Monsieur Mike
S’il avait voulu sérieusement se débarrasser de moi, le farfadet aurait dû s’y prendre autrement. Quelle idée d’aller cogner un gars en plein jour, à côté d’une supérette – sans parler du commissariat à cent mètres. Les flics sont arrivés en trombe, prévenus par une caissière. Ils ont appelé le Samu et embarqué les quatre mousquetaires, c’est le problème avec la chnouf, ça vous colle un ralenti de série, résultat ils s’étaient fait cueillir comme des pâquerettes, comparution immédiate, menottes, prison.

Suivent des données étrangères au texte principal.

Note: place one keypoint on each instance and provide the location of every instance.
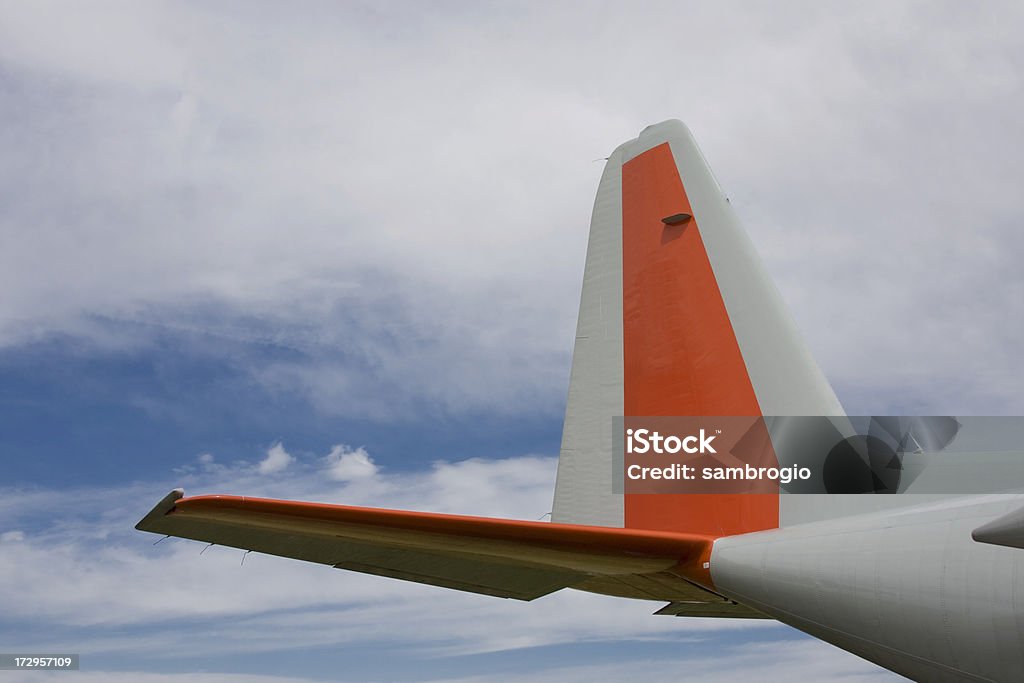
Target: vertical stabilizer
(678, 316)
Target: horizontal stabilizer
(1007, 530)
(722, 609)
(501, 557)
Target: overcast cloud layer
(331, 213)
(409, 186)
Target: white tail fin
(678, 316)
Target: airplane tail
(678, 316)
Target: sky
(334, 251)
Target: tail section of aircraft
(678, 316)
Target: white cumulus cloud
(276, 460)
(347, 464)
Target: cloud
(306, 204)
(276, 460)
(346, 464)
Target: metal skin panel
(907, 589)
(680, 352)
(583, 486)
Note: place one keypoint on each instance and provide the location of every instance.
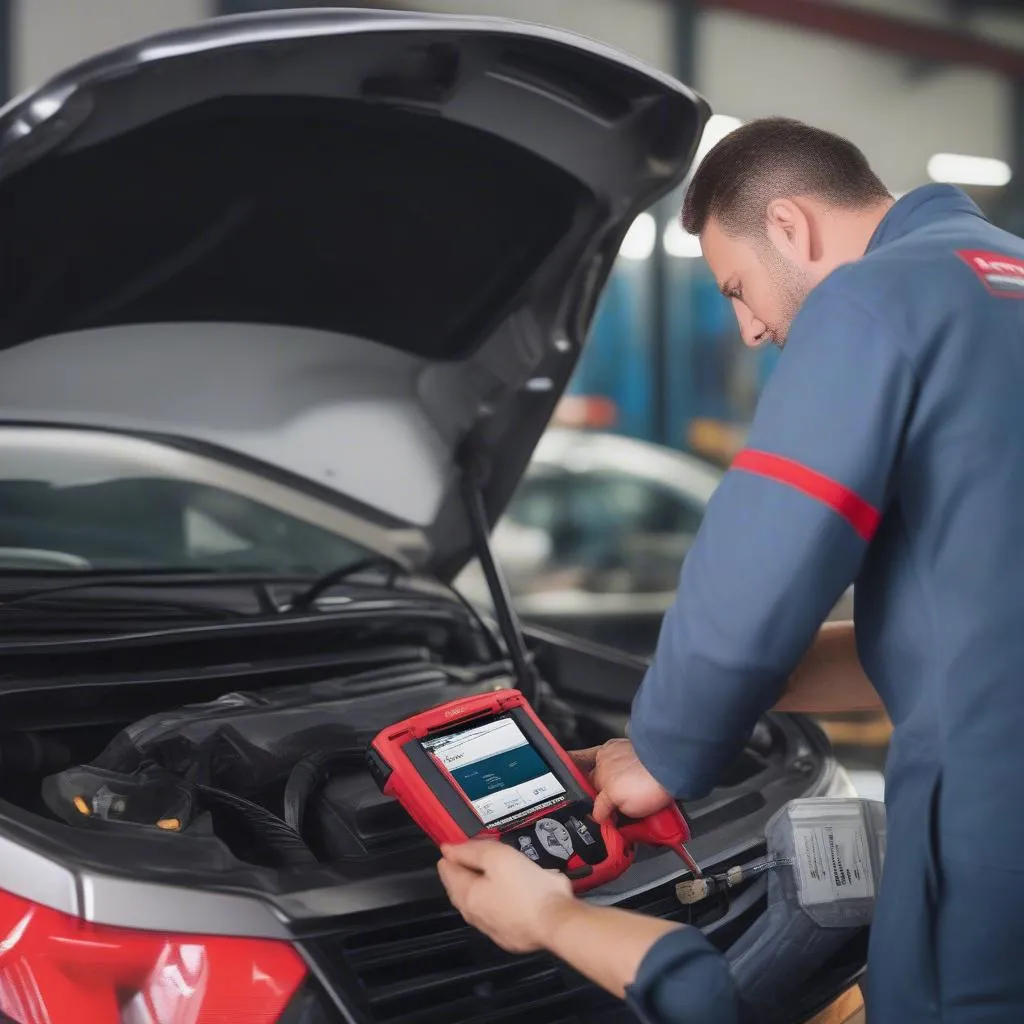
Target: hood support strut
(474, 472)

Tous ces détails, je les ai appris dans ma chambre d’hôpital par l’assistante sociale, après l’opération : la barre de fer m’avait éclaté la rate. À peine sorti du camion, on m’a collé sur le billard et vas-y que je te découpe. En soi, c’était loin de m’affoler, deux cents grammes de bidoche en moins, mais le grand sorcier m’a expliqué qu’il faudrait becqueter des antibiotiques tous les jours, me faire vacciner tous les cinq ans et me surveiller comme le lait sur le feu : à la moindre petite fièvre, ce serait retour direct aux urgences.

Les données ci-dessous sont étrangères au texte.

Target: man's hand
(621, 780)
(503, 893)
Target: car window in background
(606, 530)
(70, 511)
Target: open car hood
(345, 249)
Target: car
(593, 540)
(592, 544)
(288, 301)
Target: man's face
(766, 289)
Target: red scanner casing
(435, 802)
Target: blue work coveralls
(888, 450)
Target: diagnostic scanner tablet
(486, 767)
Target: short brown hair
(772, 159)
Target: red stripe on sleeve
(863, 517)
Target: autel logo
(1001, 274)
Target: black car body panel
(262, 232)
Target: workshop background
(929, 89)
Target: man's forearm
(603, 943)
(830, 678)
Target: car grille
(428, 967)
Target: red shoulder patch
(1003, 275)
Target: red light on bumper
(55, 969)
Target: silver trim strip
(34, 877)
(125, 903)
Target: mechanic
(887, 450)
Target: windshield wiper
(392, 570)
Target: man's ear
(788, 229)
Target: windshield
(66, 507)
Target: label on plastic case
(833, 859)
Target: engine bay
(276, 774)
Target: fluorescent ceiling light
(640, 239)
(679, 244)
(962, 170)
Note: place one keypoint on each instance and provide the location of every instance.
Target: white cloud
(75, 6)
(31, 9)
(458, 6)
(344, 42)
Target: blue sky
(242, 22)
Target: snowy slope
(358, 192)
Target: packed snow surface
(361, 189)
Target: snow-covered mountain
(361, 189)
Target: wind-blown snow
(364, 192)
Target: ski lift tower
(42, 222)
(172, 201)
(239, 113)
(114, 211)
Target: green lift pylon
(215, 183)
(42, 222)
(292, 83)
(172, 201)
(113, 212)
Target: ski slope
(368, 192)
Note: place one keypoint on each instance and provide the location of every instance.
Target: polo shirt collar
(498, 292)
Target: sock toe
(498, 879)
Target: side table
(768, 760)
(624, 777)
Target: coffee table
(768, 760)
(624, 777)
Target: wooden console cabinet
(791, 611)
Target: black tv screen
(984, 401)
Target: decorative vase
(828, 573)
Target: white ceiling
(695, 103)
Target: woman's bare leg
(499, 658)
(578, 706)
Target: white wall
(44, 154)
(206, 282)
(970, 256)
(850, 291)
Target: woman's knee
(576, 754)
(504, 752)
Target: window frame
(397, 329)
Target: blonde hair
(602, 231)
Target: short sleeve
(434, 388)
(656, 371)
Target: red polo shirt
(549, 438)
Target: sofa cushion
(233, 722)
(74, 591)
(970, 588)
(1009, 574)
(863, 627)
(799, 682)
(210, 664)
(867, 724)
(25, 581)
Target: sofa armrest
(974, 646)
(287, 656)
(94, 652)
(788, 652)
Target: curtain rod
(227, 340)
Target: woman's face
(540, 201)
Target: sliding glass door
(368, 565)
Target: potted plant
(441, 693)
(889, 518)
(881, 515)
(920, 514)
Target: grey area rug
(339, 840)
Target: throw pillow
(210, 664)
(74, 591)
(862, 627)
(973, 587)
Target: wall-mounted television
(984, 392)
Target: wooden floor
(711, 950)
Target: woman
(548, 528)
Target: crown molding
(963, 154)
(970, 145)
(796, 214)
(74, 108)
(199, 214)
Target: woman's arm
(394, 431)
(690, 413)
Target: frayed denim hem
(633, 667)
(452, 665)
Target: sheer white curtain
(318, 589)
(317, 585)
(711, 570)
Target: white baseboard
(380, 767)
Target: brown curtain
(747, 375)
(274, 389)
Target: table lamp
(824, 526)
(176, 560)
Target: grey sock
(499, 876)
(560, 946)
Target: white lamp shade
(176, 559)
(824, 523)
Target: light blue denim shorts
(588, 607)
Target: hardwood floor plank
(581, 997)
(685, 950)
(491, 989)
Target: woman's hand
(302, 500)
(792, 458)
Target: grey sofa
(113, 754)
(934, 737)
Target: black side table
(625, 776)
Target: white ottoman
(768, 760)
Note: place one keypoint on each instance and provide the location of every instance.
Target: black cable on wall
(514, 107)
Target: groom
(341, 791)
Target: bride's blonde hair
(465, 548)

Le sorcier m’avait prescrit sept jours de convalescence. Ça me convenait. Un vrai lit, des draps propres tous les matins, j’allais pas cracher dessus ! Les infirmières étaient aux petits soins, ça leur plaisait de cajoler un gars dans mon genre. Elles m’apportaient le journal, chuchotaient quand elles me croyaient endormi, comptaient mes tatouages. Elles me faisaient leur numéro de filles comme si je pouvais être dupe, les connasses. Comme si je connaissais pas l’histoire, comme si on me l’avait jamais faite.

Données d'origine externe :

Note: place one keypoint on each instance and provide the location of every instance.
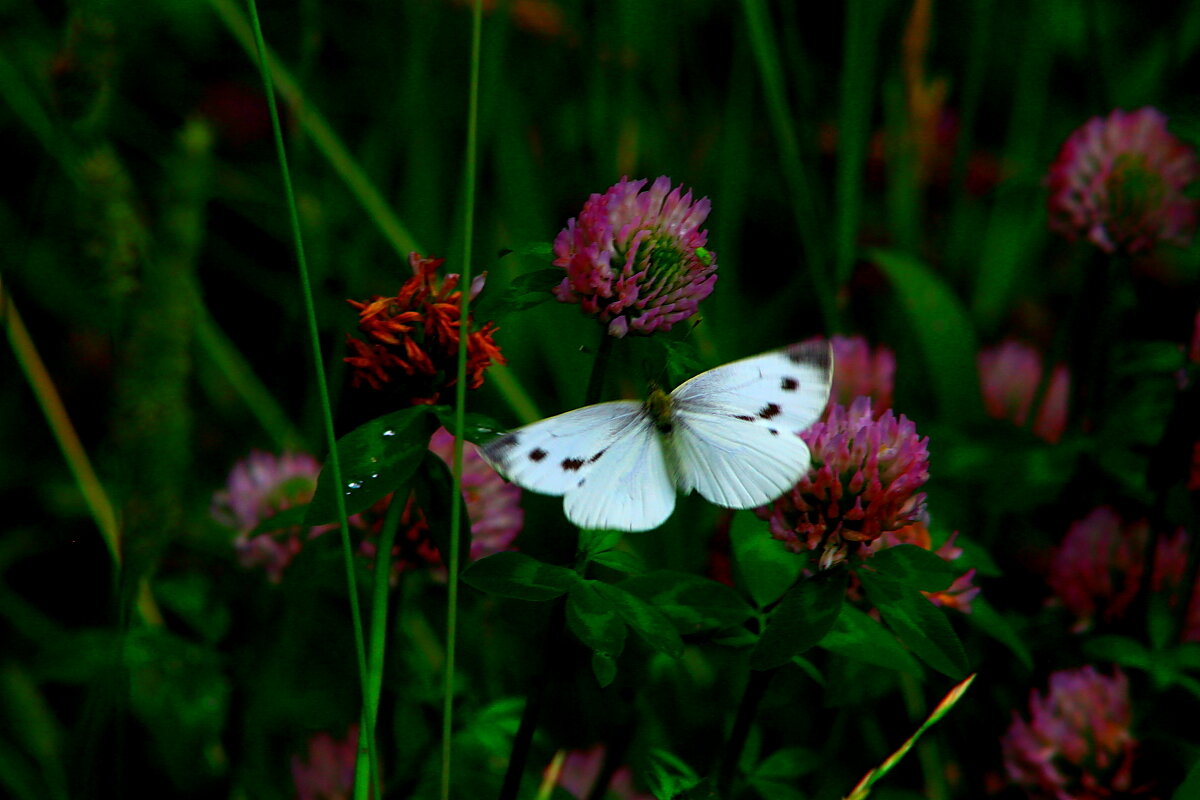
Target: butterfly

Je profitais des avantages.
– Allez, le corps de ballet, qui va me chercher une petite mousse ?
– Monsieur Mike, on vous a déjà dit qu’on ne peut pas… Voyons… Bon, une seule alors, mais vous ne direz rien, c’est promis ? Juré ? C’est bien parce que vous sortez demain…
Demain, déjà ? En quelques jours, le froid s’était intensifié. Par la fenêtre de ma chambre, je voyais le ciel s’éclaircir et le bitume se couvrir par endroits d’une pellicule brillante de verglas. Il faudrait vite trouver un autre endroit pour dormir, une autre chaudière de préférence.
Éternels recommencements, plaies cachées. Avancer sans connaître l’objectif. Combattre l’ennemi invisible.